The Finance Minister Nirmala Sitharaman on Saturday announced that the government has abolished the Dividend Distribution Tax while presenting the Union Budget 2020. She further mentioned that the government has over Rs 25,000 crore as revenue foregone due to DDT abolition. The government's revenue foregone is in the form of incentives and tax exemptions to corporates.
During the presentation of the Budget 2020, Sitharaman said, "Dividend Distribution Tax to be removed, companies will not be required to pay DDT; dividend to be taxed only at the hands of recipients, at applicable rates. A total of Rs 25,000 crore is revenue foregone due to DDT abolition.

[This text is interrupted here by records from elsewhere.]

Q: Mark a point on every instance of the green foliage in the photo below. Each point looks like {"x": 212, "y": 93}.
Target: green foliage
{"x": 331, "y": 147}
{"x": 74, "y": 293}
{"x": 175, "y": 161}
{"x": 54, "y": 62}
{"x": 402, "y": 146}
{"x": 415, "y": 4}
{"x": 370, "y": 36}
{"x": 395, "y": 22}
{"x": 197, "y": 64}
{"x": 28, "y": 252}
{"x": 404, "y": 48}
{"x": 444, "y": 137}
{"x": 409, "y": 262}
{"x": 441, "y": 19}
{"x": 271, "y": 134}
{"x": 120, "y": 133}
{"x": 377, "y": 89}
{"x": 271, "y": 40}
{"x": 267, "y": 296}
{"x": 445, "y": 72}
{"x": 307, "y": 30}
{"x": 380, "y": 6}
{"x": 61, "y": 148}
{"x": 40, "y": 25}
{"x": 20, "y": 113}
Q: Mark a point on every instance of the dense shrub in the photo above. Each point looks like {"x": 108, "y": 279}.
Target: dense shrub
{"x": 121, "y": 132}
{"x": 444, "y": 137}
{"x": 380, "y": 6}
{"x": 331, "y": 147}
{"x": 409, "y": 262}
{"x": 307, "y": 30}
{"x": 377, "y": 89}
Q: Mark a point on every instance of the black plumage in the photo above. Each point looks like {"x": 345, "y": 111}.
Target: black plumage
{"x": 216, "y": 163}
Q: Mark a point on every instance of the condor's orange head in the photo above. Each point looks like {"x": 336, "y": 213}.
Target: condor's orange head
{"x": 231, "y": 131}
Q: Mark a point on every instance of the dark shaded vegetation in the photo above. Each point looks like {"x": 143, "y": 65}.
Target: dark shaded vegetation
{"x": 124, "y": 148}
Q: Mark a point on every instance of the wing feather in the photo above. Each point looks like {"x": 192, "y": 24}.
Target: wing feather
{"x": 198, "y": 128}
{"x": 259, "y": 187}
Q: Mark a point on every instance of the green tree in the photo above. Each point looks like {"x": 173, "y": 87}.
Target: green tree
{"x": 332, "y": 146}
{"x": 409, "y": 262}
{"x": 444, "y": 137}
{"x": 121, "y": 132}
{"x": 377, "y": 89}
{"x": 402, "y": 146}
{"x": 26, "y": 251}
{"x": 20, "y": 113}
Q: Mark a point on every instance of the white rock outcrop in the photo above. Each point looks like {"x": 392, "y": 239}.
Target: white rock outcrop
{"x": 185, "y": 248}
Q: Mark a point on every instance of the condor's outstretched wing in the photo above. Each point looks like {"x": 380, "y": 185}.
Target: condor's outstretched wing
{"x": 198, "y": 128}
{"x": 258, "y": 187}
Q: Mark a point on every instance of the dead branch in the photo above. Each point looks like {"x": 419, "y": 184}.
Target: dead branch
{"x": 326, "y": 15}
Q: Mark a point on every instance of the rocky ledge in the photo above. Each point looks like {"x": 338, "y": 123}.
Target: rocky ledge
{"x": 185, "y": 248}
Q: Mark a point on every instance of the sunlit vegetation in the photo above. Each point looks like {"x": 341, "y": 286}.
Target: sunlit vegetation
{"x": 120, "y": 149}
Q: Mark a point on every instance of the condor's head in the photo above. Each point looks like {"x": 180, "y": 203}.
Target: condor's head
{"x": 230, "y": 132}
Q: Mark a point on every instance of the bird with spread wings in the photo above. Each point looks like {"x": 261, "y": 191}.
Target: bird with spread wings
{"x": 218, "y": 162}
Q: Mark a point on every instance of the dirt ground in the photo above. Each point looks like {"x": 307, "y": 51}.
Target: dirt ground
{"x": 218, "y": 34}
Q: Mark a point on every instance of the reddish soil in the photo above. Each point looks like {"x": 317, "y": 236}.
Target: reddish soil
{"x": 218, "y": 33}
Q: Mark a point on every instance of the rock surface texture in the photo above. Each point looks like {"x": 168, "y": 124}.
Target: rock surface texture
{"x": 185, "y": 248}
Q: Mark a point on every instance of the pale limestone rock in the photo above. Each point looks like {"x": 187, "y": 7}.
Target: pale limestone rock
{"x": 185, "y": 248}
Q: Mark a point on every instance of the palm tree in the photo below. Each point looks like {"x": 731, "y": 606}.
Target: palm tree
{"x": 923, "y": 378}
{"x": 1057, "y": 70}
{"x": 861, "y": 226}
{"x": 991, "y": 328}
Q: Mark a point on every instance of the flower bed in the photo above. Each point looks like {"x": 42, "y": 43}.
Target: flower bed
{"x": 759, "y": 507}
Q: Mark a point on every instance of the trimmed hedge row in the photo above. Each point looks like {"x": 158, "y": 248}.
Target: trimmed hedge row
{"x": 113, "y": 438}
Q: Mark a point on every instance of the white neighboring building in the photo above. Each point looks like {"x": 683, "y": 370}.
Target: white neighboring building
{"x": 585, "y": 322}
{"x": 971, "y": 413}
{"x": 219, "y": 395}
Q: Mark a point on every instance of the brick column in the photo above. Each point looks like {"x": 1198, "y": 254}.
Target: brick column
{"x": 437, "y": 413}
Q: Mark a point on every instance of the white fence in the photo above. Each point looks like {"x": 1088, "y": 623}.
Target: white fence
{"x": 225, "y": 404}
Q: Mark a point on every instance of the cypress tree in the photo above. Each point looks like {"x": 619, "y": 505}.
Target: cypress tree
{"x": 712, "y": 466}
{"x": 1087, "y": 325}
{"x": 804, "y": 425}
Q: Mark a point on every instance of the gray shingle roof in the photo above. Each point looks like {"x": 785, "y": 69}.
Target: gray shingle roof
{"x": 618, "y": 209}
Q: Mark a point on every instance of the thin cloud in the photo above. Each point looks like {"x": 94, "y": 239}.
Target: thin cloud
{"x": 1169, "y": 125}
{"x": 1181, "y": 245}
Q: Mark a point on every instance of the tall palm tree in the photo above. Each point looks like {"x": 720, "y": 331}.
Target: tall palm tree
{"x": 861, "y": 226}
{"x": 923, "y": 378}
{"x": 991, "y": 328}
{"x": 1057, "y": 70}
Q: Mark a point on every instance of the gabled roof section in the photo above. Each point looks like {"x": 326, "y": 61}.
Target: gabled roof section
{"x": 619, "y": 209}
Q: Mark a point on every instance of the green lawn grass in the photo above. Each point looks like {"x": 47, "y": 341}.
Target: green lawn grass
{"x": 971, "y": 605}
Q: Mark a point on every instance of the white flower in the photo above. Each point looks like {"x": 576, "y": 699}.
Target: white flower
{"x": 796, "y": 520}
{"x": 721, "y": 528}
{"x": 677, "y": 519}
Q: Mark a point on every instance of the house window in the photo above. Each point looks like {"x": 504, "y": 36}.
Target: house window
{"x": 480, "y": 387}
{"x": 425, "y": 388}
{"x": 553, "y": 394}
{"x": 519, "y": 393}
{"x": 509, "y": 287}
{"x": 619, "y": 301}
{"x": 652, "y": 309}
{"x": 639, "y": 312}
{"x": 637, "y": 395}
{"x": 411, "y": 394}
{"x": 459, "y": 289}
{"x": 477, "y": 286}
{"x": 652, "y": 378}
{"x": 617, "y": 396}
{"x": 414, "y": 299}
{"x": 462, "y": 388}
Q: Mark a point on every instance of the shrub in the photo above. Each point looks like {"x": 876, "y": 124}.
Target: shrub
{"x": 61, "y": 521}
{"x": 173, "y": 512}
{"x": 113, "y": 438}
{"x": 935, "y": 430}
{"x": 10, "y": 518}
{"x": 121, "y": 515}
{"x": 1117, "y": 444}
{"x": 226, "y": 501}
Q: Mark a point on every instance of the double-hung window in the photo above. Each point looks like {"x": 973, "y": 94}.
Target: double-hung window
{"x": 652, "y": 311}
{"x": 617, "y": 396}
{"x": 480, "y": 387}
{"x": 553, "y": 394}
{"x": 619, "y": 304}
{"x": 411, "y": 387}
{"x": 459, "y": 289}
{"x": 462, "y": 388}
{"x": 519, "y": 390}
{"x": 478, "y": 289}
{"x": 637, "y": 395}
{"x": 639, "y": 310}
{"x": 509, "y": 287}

This will make India an attractive investment destination."
FM while announcing a new tax regime, said that: "We propose to bring a personal income tax regime, where income tax rates will be reduced, so now, a person earning between Rs 5-7.5 lakhs will be required to pay tax at 10% against current 20%."
New Tax slab (without exemptions):
No tax: 0-2.5
5% between 2.5-5 lakh
10% tax between 5-7.5 lakh
15% between 7.5-10 lakh
20% between 10 lakh-12.5 lakh
25% between 12.5-15 lakh
30% between above 15 lakh
A dividend is a return that is given by the company out of the total profits that it earns in a year. The DDT is levied on dividends that are distributed by the companies who are making a profit. It is considered as an additional tax that is levied on the company which is already paying a tax. Currently, along with income tax, Indian companies are paying 20 to 21 per cent DDT. However, an additional tax is imposed on the shareholder, who receives over Rs. 10 lakh in dividend income in a financial year.